The Pornographer: Analysis of Major Characters

Author: John McGahern

First published: 1979

Genre: Novel

Locale: Dublin, provincial Ireland, and London

Plot: Satire

Time: The 1970's

“I,” the anonymous narrator and main character, the pornographer of the title. An attractive man, thirty years old, he keeps very close guard on his feelings. Although he seems to have no major financial worries, he works as a professional writer of pornography and is mildly successful at it. He writes well as long as he can follow a formula; his employer, Maloney, furnishes him with a new formula after each assignment. He seems content to pursue casual affairs with attractive women in whom he has no interest other than to satisfy his sexual needs. He unfortunately impregnates a woman named Josephine who has fallen deeply in love with him; he refuses to marry her and takes little interest in the future of the child. He is cynical about the course of love, overly self-reflective, and haunted by time and the aging process. He does show genuine sympathy, though, for a beloved aunt who is dying of cancer and visits her on a regular basis. He seems to be heading toward some kind of permanent relationship at the novel's conclusion.

Josephine, a thirty-eight-year-old woman, the principal female character. Attractive, passionate, and warmhearted, she falls deeply in love with the narrator. After becoming pregnant, she insists that they marry and that they will learn eventually to live happily in spite of the awkward beginning of their conjugal life. Although she has worked at the Northern Bank for twenty years, she has pursued her own writing career at a journal called Waterways: She takes trips on boats and describes them in her articles. There is some suggestion that she and the narrator will marry, but as the novel concludes, she is not aware of that possibility (even though the reader is).

Maloney, a well-to-do publisher in his late fifties or early sixties. He is the narrator's employer and supplies him with the novelistic formulas for each of his pornographic works. He drinks heavily, is cynical but not hopeless about human nature, and takes the narrator to task severely for the callous way in which he treats Josephine. He enjoys the gifts that life has to offer. There are indications that he has experienced some pain in his life, but it has not taken away his basic joyful attitude.

Mary O'Doherty, the aunt of the narrator, who seems to be in her late sixties. She is an extremely intelligent, sensitive, and practical woman who is dying of cancer. She possesses no self-pity, even though she seems to know that she is dying. Unable to deal with the numbness that painkillers create, she prefers brandy to make the pain endurable. She is interested only in the welfare of her nephew (the narrator), her brother, and her selfish, alcoholic husband, Cyril. She dies at the novel's conclusion, and it is during her funeral that the narrator gets an insight that he may be able to connect with another human being in a lasting and loving relationship.

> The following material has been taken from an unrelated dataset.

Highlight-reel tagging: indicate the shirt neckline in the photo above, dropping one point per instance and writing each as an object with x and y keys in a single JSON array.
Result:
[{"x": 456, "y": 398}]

Cyril O'Doherty, Mary's husband. He is in his sixties and a functional alcoholic. He expresses no interest whatsoever in his wife's terminal illness and never goes to see her in the cancer ward in the Dublin hospital. In spite of his enormous selfishness, Mary leaves her considerable financial holdings to him and no one else.

The uncle, a hardworking farmer, the uncle of the narrator and the brother of Mary O'Doherty. The uncle visits his dying sister as often as he can and also expresses an interest in his nephew. The narrator may prove to be a mirror image of his bachelor uncle, only less sympathetic to human weakness.

Nurse Brady, a twenty-two-year-old nurse whom the narrator meets as she tends his aunt in the hospital in Dublin. They have a brief and passionate affair after meeting at one of the narrator's favorite pickup spots. Ironically, they conduct their affair just down the hall from where his dying aunt is sleeping.

Jonathan Martin, a man in his sixties who is very much in love with Josephine. He is delighted to hear that Josephine is pregnant and volunteers to support the child in spite of the terminal illness of his schizophrenic wife. After his wife dies, he proposes marriage to Josephine, who refuses because she has never been attracted to Jonathan sexually.